Stand clear of the closing doors, please.
Lethe pressed herself against the railing that marked the edge of the train’s bench and wrapped both arms around her bag on her lap. Position secured, she leaned her head against the cool metal pole, letting the familiar cadence of subway announcements blur into the background. She immediately regretted the pole, as the train lurched away from the station and her head vibrated painfully against it.
At least she’d gotten a seat - getting on at Grand Central meant fighting tooth and nail with all the other commuters. She’d already missed one train and had to wait for the next. There had only been room for five people to squeeze into the already packed car when it had lurched open. A kid’s backpack had gotten caught in the doors, causing them to open and close three times while everyone on and off the train growled at the delay. The next train hadn’t been much better, but she’d miraculously managed to claim a seat when someone had stood up to get off at the next stop. Thank God, because standing for the entirety of her hour-long commute was not what she needed today.
It had been another heart-breaking kind of day. The kind where all she wanted was to get home so she could cry without a whole subway car conspicuously pretending not to notice. The only kind of day she seemed to have in this city lately.
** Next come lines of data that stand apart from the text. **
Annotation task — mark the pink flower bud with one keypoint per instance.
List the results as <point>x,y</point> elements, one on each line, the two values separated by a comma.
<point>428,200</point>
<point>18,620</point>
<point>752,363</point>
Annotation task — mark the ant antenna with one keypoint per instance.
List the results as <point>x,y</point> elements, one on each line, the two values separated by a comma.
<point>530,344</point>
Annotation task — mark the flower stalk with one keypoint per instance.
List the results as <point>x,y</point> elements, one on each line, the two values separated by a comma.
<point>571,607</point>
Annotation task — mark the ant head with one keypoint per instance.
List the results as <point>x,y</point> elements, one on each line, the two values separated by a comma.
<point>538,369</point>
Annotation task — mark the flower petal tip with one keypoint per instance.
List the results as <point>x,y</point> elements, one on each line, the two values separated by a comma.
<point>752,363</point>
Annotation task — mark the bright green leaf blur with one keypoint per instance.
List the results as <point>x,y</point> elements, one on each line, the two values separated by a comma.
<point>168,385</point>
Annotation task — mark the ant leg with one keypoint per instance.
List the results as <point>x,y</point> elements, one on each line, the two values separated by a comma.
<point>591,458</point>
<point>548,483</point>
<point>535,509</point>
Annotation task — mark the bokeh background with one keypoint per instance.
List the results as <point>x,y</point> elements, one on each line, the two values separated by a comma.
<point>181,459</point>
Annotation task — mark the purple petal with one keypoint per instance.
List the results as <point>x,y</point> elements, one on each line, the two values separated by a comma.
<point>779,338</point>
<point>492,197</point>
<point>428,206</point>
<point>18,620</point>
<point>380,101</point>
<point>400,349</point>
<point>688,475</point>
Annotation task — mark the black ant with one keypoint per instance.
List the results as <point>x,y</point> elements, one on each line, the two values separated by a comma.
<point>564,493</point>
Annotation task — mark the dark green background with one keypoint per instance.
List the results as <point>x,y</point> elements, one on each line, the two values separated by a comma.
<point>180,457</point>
Living at the end of the line meant she often gave up the struggle halfway through the ride.
But today she couldn’t give in to the tears pricking at her eyes because her boss was on the train, standing just across the car. She wasn’t sure if he’d noticed her yet, but she cursed her bad luck. Today, of all days, Brett had to go for dimsum with that gaggle of 30-something year old coworkers he always hung around with. There was no other reason someone like him would be riding a train into Queens at 6pm on a Wednesday.
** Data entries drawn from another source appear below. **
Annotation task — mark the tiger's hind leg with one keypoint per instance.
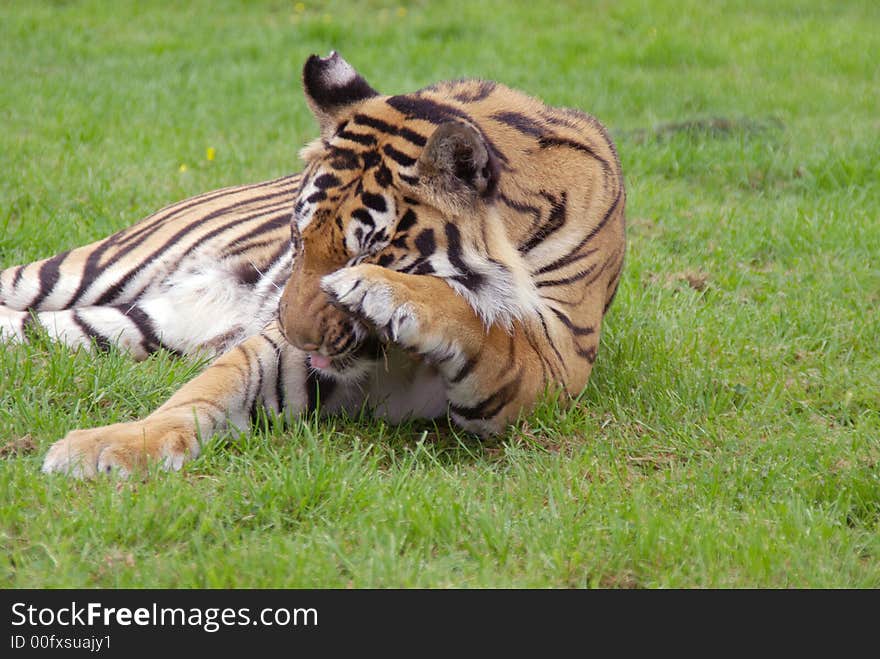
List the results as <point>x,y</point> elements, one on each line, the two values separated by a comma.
<point>125,326</point>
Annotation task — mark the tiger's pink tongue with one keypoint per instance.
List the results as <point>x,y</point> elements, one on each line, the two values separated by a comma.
<point>319,361</point>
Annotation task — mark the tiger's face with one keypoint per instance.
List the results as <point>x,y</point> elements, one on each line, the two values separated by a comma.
<point>377,188</point>
<point>348,211</point>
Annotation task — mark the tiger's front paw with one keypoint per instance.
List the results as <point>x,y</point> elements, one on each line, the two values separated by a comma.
<point>123,448</point>
<point>368,292</point>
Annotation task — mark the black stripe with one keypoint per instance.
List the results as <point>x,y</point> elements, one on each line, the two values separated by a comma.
<point>280,393</point>
<point>551,141</point>
<point>362,215</point>
<point>464,371</point>
<point>49,273</point>
<point>407,221</point>
<point>566,280</point>
<point>90,332</point>
<point>325,181</point>
<point>252,414</point>
<point>550,340</point>
<point>17,277</point>
<point>374,201</point>
<point>520,122</point>
<point>150,341</point>
<point>399,157</point>
<point>28,323</point>
<point>570,258</point>
<point>484,88</point>
<point>577,330</point>
<point>113,292</point>
<point>407,134</point>
<point>595,230</point>
<point>241,244</point>
<point>361,138</point>
<point>555,221</point>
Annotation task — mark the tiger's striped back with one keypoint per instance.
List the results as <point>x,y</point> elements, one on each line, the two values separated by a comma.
<point>149,286</point>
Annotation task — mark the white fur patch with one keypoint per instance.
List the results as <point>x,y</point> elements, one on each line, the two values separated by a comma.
<point>204,307</point>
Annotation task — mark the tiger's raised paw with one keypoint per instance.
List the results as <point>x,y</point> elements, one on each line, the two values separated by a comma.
<point>368,292</point>
<point>123,449</point>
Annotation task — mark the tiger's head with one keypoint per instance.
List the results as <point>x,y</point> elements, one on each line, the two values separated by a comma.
<point>386,183</point>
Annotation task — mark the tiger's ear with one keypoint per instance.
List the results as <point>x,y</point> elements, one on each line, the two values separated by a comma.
<point>456,165</point>
<point>331,85</point>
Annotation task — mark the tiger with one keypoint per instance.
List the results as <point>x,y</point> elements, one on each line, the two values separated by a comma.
<point>447,253</point>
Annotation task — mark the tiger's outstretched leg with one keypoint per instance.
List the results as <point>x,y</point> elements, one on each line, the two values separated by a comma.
<point>263,371</point>
<point>490,374</point>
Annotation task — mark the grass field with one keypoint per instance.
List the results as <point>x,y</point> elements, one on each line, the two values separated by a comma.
<point>730,434</point>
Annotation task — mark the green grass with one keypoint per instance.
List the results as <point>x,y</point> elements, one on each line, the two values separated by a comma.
<point>730,435</point>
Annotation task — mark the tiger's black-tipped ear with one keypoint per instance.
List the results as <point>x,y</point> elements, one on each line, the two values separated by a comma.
<point>331,84</point>
<point>457,164</point>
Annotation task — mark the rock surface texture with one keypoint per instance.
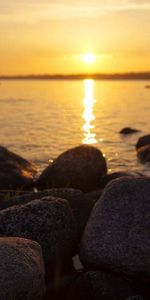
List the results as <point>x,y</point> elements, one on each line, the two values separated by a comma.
<point>50,223</point>
<point>117,236</point>
<point>15,171</point>
<point>82,167</point>
<point>22,270</point>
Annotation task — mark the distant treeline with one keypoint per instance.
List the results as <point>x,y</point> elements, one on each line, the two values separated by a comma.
<point>97,76</point>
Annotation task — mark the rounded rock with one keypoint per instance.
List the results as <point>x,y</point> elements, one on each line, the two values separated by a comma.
<point>117,235</point>
<point>22,269</point>
<point>82,167</point>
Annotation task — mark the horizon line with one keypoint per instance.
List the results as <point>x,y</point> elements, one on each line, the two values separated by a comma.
<point>114,75</point>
Lethe knew her coworkers - like all Manhattanites - considered a trip to Flushing as a “day trip” as in, “it’s so far away, let’s make a day of it”. A place they had to recover from, as in “oh I went to Flushing yesterday so let’s just go to the neighborhood bar tonight”. For Lethe, the day trip went the other direction - if you could call work a day trip. And yet here was Brett, making the trek with his posse. How pedestrian of him. They were probably counting on a quick Uber ride back, late at night when the traffic was clear.
But why couldn’t they have just gone to the same sad, overpriced, midtown bar that everyone in the company frequented in the latter half of the week. For that matter, why couldn’t she.
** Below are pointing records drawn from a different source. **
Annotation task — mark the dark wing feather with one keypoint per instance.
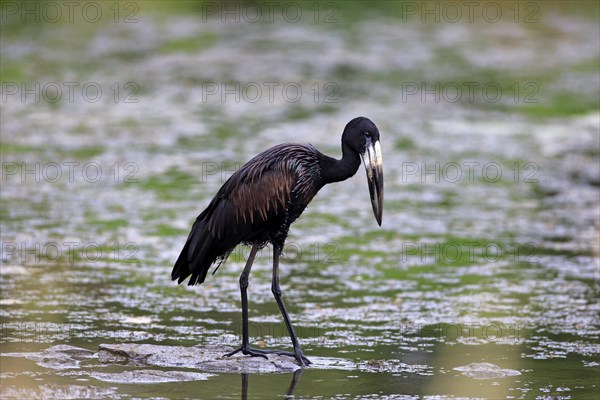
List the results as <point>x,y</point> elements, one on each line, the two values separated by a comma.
<point>247,208</point>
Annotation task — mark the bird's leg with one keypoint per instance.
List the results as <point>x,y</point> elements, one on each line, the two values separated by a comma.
<point>277,294</point>
<point>246,349</point>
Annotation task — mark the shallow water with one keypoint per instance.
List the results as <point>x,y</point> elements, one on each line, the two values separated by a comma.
<point>489,248</point>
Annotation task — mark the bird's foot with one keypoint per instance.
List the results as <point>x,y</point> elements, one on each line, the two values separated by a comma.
<point>248,351</point>
<point>297,354</point>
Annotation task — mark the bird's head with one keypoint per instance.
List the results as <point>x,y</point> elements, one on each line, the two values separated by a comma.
<point>362,136</point>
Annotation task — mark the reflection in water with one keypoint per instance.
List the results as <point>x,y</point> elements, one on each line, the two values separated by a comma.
<point>288,394</point>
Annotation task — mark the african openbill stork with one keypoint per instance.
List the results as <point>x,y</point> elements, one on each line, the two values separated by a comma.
<point>259,202</point>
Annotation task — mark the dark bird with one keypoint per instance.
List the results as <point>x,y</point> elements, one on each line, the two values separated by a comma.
<point>259,202</point>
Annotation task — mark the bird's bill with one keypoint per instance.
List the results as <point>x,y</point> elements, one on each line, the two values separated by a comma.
<point>374,166</point>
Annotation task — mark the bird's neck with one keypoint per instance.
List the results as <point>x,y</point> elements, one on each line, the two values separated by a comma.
<point>333,170</point>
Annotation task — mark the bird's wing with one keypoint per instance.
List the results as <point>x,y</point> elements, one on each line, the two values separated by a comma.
<point>250,198</point>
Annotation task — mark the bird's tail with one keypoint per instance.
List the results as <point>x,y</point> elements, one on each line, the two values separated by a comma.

Well that was easy. Because she didn’t have the cohort of “work friends” that everyone else at her company seemed to. Maybe also because she had an hour-long commute home every day and the thought of riding the subway after spending her evening listening to vacuous gossip while drinking a $8 can of beer - as everyone around her sipped $15 cocktails - depressed her.
Maybe she just needed to get over herself. That’s what her sister always said when Lethe called, lonely again on a Friday night.
The train lurched into 74th street, causing a few of Brett’s friends to stumble. Of course, none of them were holding onto the polls. Lethe kept her head down as the car began to clear out, pulling up the collar of her coat, as if that would help.
“Hey - hey Lethe,” a voice said. Brett’s voice. Of course.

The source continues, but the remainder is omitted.